Alex’s fingers tightened around mine and I smiled at the look on his face.
“I didn’t need to do anything but give you my blood to turn you,” Killian continued. “If there’s voodoo in you, Kenya, I wouldn’t know it. And I don’t know that I would be able to tell anyway. I taste nothing in Lizzy’s blood that tells me she’s a witch. I only know that she appeases my thirst better than any others.”
I caught the High Priestess’s grimace from the corner of my eye. When she caught me looking at her though, she smiled, and her smile was kind. Then she shrugged. “I can’t help it,” she said. “Just the thought…”
She made another face and I smiled as Lizzy scolded her.
“Aunt Jude!”
“It’s an acquired taste,” I told her. “Even I had to get used to it at first.”
“I would imagine.”
“So, what’s next?” Alex asked, directing his question at Jesse.
“That remains to be seen,” he told him. “If it’s all right with you,”—he looked pointedly at Killian and Judy—“I’d like us to remain here a few more days and see what I can find out.”
Killian nodded as Judy said, “Of course.”
I looked between the two males. It was obvious they were related, from their dark hair, strong jawlines, and golden eyes, to the dark feel of their magic. The warlock and his mate had arrived just in time to save Alex and I, bringing the other vampires and witches from Seattle with them, and for that I would always be grateful. Killian, Lizzy, and Judy had arrived later, after it was all over.
However, I didn’t know that I’d ever be comfortable around him. And from the way everyone else except his mate gave him the side-eye, I wasn’t alone in that.
“How about we get you home?” Killian told me. “Yeah?”
“I’ll go back with Alex,” I told him. “Can you leave us a car?”
Killian narrowed his eyes at me, but then Lizzy touched his arm. “You can have ours. We’ll ride back with Aunt Jude.”
“Kenya will be coming back with us,” Killian said, his tone not allowing for any arguments.
But Lizzy rolled her eyes. “Killian. He saved her life. Again. I don’t think there’s any danger in letting him give her a ride home.”
He looked like he was about to say more, but then he made the mistake of catching his mate’s eyes with his. After a moment, he sighed and slid his keys and his cell phone across the table. “Call Lizzy’s phone if you need anything. You know the code.”
“Yes,” I told him. “Thank you.”
He got up from the table, ran his eyes over Alex and the way he was still holding my hand, and then he nodded.
A few minutes later, they were all on their way back to the city and we were alone at the table.
“I’m so sorry,” Alex told me. His voice broke and he looked down at our hands for a moment, then back at me.

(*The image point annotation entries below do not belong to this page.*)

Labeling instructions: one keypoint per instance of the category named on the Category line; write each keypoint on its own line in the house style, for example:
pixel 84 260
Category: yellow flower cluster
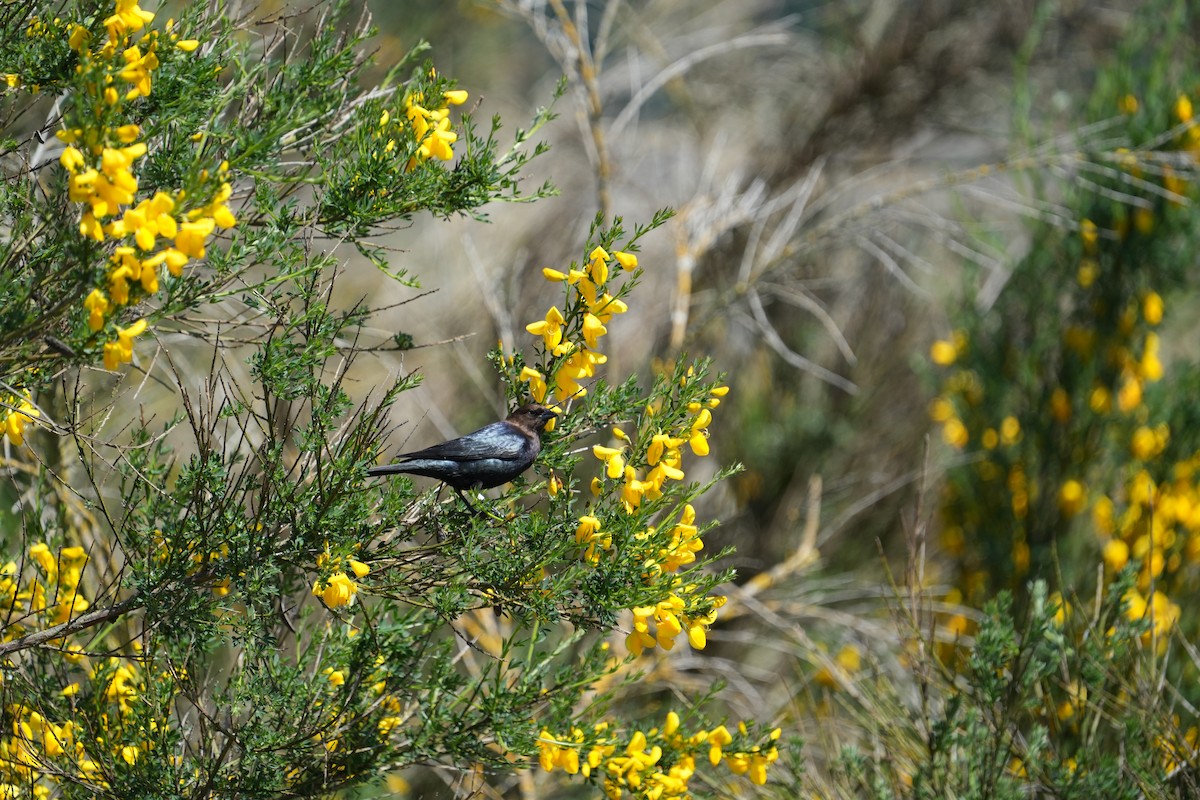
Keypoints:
pixel 671 617
pixel 570 343
pixel 1159 525
pixel 40 753
pixel 16 411
pixel 657 764
pixel 339 589
pixel 663 456
pixel 430 127
pixel 51 599
pixel 100 157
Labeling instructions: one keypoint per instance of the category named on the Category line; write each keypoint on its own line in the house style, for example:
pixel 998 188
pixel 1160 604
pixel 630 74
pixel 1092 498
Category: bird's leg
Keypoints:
pixel 479 512
pixel 463 498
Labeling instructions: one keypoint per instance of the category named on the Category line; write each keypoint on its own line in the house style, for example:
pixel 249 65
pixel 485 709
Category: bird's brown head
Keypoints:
pixel 532 417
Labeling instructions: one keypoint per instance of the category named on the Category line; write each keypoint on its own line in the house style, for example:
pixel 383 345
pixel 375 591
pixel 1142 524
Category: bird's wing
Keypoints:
pixel 495 440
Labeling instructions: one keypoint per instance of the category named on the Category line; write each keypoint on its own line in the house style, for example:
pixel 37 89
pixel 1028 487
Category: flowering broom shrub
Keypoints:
pixel 1077 452
pixel 202 594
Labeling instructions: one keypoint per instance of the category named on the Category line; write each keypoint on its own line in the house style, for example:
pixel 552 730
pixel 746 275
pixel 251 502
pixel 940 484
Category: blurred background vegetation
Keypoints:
pixel 856 181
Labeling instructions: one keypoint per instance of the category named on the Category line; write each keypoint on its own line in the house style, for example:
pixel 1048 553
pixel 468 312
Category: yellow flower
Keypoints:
pixel 550 329
pixel 129 18
pixel 943 353
pixel 613 459
pixel 337 591
pixel 1146 443
pixel 1087 272
pixel 1090 234
pixel 1152 308
pixel 1182 108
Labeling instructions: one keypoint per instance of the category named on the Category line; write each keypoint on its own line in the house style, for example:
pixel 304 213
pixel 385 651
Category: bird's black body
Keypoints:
pixel 489 457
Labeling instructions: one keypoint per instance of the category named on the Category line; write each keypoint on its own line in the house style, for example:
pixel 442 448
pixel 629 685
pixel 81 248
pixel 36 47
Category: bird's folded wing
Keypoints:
pixel 496 440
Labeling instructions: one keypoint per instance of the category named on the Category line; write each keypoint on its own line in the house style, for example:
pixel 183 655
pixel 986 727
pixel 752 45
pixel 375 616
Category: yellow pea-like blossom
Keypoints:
pixel 549 329
pixel 337 593
pixel 628 260
pixel 943 353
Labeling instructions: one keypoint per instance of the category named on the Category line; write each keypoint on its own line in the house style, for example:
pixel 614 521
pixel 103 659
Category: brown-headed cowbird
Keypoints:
pixel 493 455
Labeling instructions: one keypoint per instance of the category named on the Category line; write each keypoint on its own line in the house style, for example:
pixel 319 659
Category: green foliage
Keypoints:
pixel 205 595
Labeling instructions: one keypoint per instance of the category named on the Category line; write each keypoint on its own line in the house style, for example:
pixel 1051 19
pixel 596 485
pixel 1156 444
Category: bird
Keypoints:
pixel 483 459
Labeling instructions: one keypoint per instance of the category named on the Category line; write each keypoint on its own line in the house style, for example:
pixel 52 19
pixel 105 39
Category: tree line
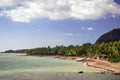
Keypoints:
pixel 110 51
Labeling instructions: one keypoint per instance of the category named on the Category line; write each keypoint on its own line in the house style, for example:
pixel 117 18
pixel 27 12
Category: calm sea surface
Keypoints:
pixel 12 64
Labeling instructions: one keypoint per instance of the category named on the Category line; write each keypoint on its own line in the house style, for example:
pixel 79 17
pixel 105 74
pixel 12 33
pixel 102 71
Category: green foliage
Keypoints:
pixel 111 36
pixel 110 50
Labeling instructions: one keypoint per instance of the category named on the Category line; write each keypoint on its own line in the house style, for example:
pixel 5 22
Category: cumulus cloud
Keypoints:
pixel 27 10
pixel 71 34
pixel 90 28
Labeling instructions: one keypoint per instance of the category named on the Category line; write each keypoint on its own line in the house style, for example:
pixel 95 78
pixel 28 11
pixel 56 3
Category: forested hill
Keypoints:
pixel 111 36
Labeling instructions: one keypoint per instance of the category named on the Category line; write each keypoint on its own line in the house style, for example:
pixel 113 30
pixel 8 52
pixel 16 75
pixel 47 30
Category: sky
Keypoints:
pixel 26 24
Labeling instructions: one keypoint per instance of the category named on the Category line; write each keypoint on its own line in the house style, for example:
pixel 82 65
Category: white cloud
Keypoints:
pixel 68 34
pixel 71 34
pixel 88 29
pixel 27 10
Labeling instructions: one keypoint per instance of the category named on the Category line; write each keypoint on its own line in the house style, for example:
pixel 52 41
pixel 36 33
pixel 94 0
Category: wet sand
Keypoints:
pixel 59 76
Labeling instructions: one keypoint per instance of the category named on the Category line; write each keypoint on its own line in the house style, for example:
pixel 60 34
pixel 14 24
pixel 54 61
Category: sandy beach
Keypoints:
pixel 102 64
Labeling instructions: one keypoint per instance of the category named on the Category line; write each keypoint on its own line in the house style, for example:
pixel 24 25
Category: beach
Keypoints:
pixel 22 67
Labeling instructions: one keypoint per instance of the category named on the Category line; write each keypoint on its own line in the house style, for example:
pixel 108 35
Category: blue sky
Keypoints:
pixel 63 24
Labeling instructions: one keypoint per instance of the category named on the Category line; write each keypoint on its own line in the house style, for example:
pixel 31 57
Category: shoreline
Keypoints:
pixel 101 64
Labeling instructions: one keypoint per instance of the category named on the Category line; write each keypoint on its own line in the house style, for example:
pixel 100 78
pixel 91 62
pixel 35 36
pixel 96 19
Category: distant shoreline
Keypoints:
pixel 102 64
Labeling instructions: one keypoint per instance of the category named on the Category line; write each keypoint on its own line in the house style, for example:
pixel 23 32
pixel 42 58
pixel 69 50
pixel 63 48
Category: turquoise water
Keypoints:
pixel 13 63
pixel 14 67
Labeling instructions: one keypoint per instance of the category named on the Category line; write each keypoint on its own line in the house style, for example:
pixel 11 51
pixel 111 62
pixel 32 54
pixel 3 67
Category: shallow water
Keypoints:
pixel 14 67
pixel 13 63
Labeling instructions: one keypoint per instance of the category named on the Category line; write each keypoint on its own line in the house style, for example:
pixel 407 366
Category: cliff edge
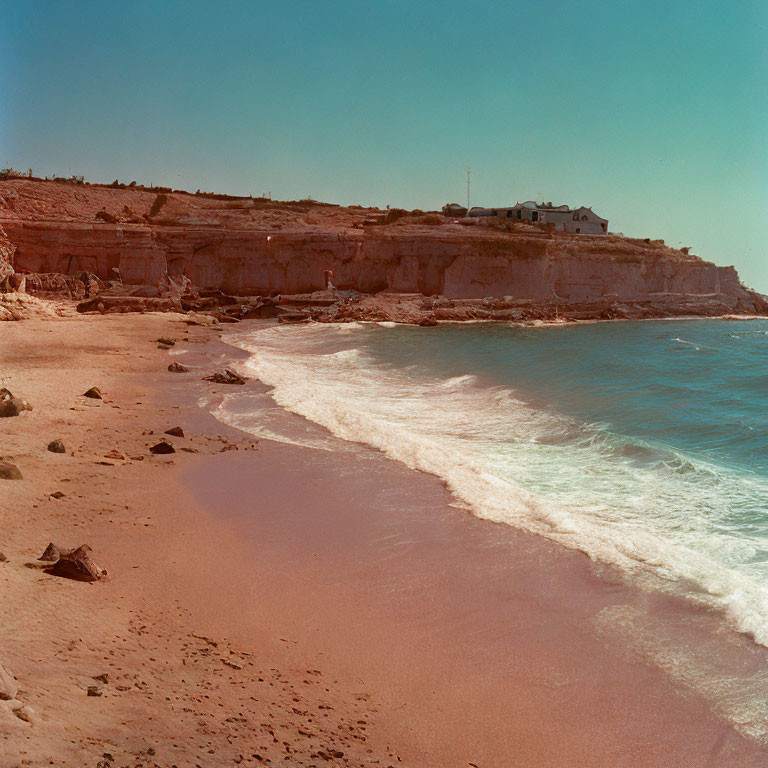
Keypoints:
pixel 247 246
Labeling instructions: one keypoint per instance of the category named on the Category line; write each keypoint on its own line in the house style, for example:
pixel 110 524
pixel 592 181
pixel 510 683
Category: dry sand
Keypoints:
pixel 277 604
pixel 178 693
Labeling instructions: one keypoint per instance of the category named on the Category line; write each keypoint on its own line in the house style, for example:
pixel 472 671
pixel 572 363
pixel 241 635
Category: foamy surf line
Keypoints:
pixel 359 402
pixel 453 428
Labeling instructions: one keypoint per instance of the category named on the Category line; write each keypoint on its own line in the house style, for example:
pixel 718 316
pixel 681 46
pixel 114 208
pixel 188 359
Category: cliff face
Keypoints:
pixel 261 248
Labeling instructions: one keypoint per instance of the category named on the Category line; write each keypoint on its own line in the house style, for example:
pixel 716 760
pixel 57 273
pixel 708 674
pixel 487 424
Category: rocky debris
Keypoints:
pixel 8 686
pixel 10 405
pixel 74 564
pixel 18 306
pixel 294 317
pixel 226 376
pixel 162 447
pixel 105 304
pixel 9 471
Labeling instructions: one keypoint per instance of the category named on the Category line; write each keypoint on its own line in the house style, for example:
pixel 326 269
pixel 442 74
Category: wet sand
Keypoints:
pixel 286 602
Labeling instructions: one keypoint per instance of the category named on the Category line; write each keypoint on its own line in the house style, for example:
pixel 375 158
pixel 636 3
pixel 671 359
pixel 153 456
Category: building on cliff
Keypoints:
pixel 580 220
pixel 455 210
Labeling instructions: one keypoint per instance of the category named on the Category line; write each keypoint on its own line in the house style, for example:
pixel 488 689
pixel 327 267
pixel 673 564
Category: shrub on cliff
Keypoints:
pixel 393 215
pixel 158 203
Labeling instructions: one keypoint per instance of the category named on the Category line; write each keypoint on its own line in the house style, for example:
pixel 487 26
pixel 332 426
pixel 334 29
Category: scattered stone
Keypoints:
pixel 226 376
pixel 51 553
pixel 9 471
pixel 8 686
pixel 24 713
pixel 162 447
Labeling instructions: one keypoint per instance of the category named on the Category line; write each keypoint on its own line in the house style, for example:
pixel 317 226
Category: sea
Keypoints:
pixel 642 444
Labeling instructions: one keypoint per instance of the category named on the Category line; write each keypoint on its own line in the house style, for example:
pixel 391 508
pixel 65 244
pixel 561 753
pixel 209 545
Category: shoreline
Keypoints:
pixel 280 550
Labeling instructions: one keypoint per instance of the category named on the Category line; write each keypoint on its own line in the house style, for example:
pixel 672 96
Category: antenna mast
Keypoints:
pixel 468 173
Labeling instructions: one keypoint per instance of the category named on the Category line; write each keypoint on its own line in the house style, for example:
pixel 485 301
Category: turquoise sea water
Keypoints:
pixel 643 444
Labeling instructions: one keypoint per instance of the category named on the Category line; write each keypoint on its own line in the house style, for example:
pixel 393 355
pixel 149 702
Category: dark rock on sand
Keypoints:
pixel 8 686
pixel 9 471
pixel 52 553
pixel 162 447
pixel 225 377
pixel 74 564
pixel 10 405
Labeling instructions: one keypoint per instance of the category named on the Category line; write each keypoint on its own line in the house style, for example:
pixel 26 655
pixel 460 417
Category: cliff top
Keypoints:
pixel 38 200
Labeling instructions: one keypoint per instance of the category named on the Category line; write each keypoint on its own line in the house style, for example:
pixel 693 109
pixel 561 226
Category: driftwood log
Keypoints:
pixel 71 563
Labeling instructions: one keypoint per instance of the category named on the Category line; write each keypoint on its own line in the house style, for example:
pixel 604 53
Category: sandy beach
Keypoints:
pixel 265 605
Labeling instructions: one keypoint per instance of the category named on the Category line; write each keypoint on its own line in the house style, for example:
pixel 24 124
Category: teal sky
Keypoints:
pixel 653 112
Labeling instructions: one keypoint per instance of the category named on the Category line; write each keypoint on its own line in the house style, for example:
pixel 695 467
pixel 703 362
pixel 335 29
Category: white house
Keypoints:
pixel 580 220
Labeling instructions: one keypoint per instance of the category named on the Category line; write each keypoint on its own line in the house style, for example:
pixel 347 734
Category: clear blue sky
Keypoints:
pixel 654 112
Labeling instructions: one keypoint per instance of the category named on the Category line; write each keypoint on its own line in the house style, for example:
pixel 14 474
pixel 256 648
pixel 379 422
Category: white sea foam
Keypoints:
pixel 660 521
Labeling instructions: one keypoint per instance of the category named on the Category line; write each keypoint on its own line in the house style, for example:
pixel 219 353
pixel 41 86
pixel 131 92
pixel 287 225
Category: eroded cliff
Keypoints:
pixel 246 246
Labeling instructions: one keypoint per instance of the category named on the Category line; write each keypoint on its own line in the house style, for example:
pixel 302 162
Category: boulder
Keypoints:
pixel 10 405
pixel 9 471
pixel 74 564
pixel 225 377
pixel 162 447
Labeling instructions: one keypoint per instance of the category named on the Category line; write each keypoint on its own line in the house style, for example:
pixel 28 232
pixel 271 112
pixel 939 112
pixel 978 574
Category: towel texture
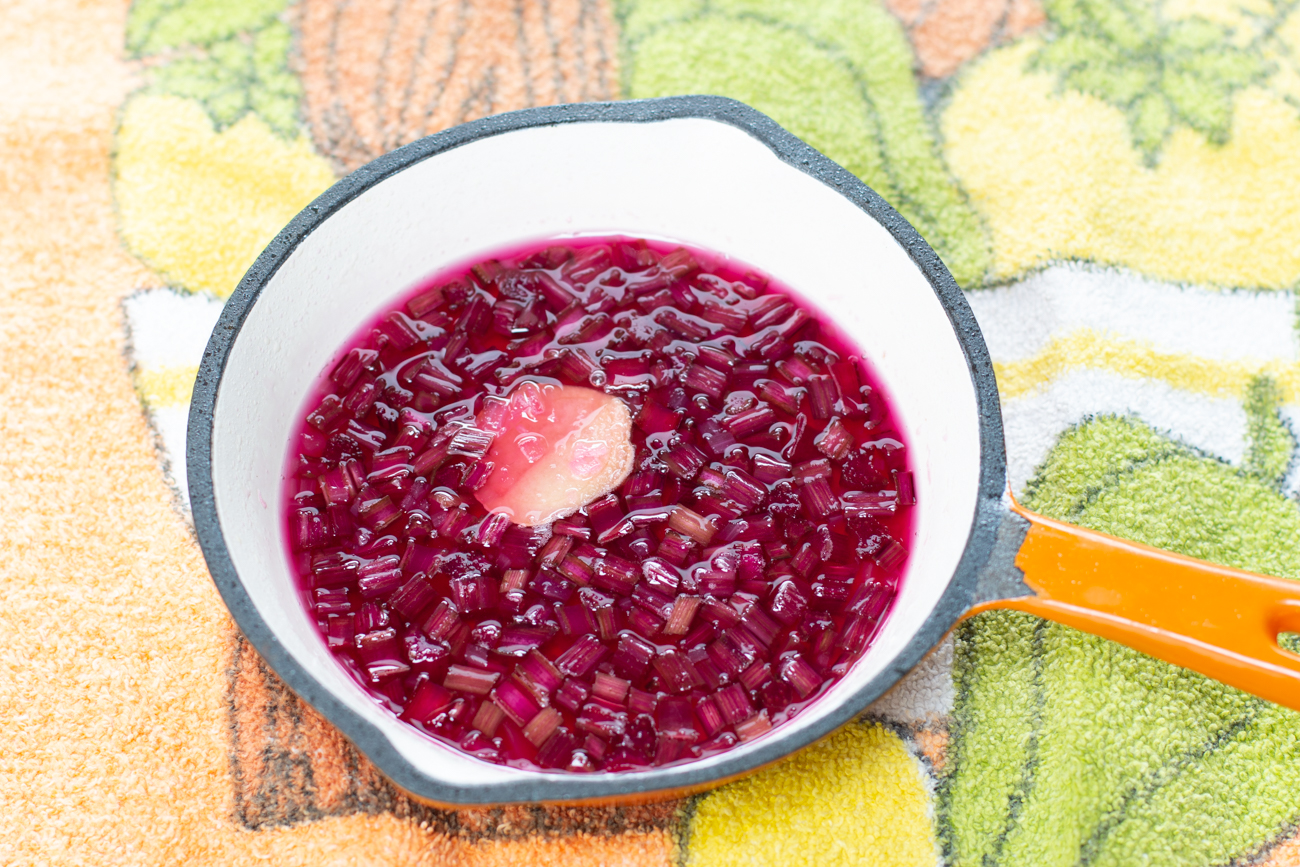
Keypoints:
pixel 1116 183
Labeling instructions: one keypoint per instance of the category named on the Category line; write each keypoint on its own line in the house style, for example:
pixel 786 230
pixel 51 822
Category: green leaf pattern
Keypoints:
pixel 1171 768
pixel 229 55
pixel 1160 73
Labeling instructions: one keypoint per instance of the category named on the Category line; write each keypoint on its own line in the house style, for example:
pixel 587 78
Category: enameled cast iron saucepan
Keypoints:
pixel 719 176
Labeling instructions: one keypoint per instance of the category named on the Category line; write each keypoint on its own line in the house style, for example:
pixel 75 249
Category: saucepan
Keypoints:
pixel 719 176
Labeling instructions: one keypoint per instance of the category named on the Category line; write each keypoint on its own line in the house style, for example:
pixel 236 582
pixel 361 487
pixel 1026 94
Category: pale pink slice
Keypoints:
pixel 558 447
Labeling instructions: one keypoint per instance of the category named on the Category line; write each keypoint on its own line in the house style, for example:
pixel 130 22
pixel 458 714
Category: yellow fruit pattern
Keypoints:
pixel 198 204
pixel 859 797
pixel 1056 176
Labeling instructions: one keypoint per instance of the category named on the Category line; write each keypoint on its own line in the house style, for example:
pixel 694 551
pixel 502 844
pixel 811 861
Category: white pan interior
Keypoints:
pixel 697 181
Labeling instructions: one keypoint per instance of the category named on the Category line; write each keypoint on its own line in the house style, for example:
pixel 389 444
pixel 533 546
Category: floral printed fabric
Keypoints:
pixel 1114 183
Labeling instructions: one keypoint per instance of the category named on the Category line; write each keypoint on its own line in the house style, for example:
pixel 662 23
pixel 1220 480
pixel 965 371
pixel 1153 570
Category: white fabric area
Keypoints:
pixel 1021 319
pixel 1035 421
pixel 168 328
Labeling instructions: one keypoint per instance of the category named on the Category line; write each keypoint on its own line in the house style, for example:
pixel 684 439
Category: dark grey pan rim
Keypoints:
pixel 976 559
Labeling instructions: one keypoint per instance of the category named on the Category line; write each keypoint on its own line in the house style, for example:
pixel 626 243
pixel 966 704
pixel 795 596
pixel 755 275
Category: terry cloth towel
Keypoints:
pixel 1114 183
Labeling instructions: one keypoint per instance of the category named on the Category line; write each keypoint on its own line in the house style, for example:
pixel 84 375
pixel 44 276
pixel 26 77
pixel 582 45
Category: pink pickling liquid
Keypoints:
pixel 742 506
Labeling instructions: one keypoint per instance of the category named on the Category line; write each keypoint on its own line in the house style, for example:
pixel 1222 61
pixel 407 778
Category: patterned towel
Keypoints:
pixel 1116 183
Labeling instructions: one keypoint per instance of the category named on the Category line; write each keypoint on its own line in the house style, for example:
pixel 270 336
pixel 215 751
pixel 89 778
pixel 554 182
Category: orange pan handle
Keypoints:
pixel 1220 621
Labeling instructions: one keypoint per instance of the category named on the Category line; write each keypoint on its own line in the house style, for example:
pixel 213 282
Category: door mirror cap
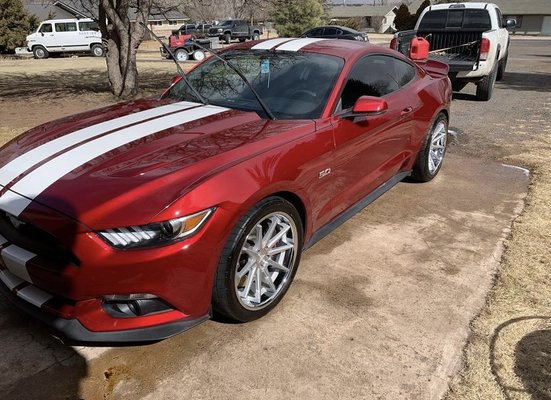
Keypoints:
pixel 370 105
pixel 511 23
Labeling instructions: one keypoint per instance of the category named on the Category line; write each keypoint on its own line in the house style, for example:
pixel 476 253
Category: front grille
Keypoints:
pixel 36 240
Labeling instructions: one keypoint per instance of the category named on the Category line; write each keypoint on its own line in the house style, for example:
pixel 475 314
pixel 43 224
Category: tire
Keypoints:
pixel 40 53
pixel 485 87
pixel 458 85
pixel 181 55
pixel 198 55
pixel 430 157
pixel 244 258
pixel 97 50
pixel 502 66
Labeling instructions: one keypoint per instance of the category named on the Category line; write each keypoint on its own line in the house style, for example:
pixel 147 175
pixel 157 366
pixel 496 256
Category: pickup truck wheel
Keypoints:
pixel 40 53
pixel 259 261
pixel 485 87
pixel 433 150
pixel 97 50
pixel 198 55
pixel 458 86
pixel 181 55
pixel 502 66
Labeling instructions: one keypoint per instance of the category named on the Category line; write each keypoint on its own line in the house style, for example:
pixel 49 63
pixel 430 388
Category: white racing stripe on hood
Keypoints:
pixel 19 165
pixel 297 44
pixel 270 44
pixel 41 178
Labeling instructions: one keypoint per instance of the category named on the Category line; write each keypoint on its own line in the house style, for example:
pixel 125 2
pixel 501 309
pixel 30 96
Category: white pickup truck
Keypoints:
pixel 471 38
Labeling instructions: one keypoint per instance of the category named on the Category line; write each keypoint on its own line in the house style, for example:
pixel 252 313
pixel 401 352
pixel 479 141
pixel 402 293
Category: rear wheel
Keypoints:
pixel 181 55
pixel 502 66
pixel 485 87
pixel 40 53
pixel 259 261
pixel 430 157
pixel 97 50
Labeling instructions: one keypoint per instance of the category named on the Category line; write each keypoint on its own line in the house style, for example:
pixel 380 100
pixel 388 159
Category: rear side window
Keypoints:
pixel 46 28
pixel 88 26
pixel 456 18
pixel 65 27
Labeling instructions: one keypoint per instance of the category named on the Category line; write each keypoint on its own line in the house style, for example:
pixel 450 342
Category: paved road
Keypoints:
pixel 379 309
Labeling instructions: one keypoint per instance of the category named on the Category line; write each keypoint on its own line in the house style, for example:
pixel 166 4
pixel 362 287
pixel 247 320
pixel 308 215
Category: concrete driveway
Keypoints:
pixel 379 309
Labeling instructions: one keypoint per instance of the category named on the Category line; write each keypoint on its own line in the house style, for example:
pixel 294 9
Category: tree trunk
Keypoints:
pixel 121 39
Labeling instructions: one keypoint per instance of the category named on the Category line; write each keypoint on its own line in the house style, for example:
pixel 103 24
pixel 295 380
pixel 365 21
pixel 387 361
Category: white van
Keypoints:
pixel 65 36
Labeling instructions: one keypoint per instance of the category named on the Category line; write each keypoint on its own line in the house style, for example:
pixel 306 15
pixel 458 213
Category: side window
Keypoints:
pixel 46 28
pixel 371 76
pixel 88 26
pixel 403 72
pixel 66 27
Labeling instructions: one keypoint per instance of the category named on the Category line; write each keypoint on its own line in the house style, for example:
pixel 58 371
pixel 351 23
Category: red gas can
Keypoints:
pixel 419 49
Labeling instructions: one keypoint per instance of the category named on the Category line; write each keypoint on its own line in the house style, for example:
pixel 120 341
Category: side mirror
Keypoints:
pixel 511 23
pixel 367 106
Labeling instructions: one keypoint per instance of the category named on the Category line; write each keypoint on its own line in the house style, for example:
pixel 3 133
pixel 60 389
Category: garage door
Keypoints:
pixel 546 26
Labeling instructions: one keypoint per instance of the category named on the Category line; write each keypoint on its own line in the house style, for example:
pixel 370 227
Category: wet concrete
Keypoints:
pixel 379 309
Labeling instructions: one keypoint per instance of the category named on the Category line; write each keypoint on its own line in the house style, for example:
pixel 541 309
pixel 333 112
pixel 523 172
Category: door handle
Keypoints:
pixel 406 111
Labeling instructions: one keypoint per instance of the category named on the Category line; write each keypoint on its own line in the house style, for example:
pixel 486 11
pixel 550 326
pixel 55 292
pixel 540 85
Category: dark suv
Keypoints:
pixel 335 32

In his eyes, I saw nothing but anguish.
“Sorry? Alex, you saved us.”
He made a disgusted noise. “I didn’t. I was weak. And I almost killed us both.”
“No. You were not.”
But he wasn’t listening to me. “If I’d just waited a little bit longer, Jesse and Shea would have gotten here, and I could’ve helped him take out Marcus. But no. I had to be the fucking hero.”
I would never understand the male mind. “We didn’t know they were coming. I didn’t even know they were here until they showed themselves. Jesse must’ve cloaked himself and Shea somehow. Alex—” I waited until he was looking at me. “You didn’t know. And what if they hadn’t been here?” I asked him. “You. Saved. Us.”
All I got was a grunt of acknowledgment that perhaps I was right. It would have to be good enough. “I really thought you were on his side,” I told him softly.
That got his attention. “I know. I’m so sorry.” He released my hand just long enough to pull his chair closer to me. Turning me toward him, he pushed my glasses up on the bridge of my nose. “And I should be furious with you for coming back instead of running like I’d told you to.”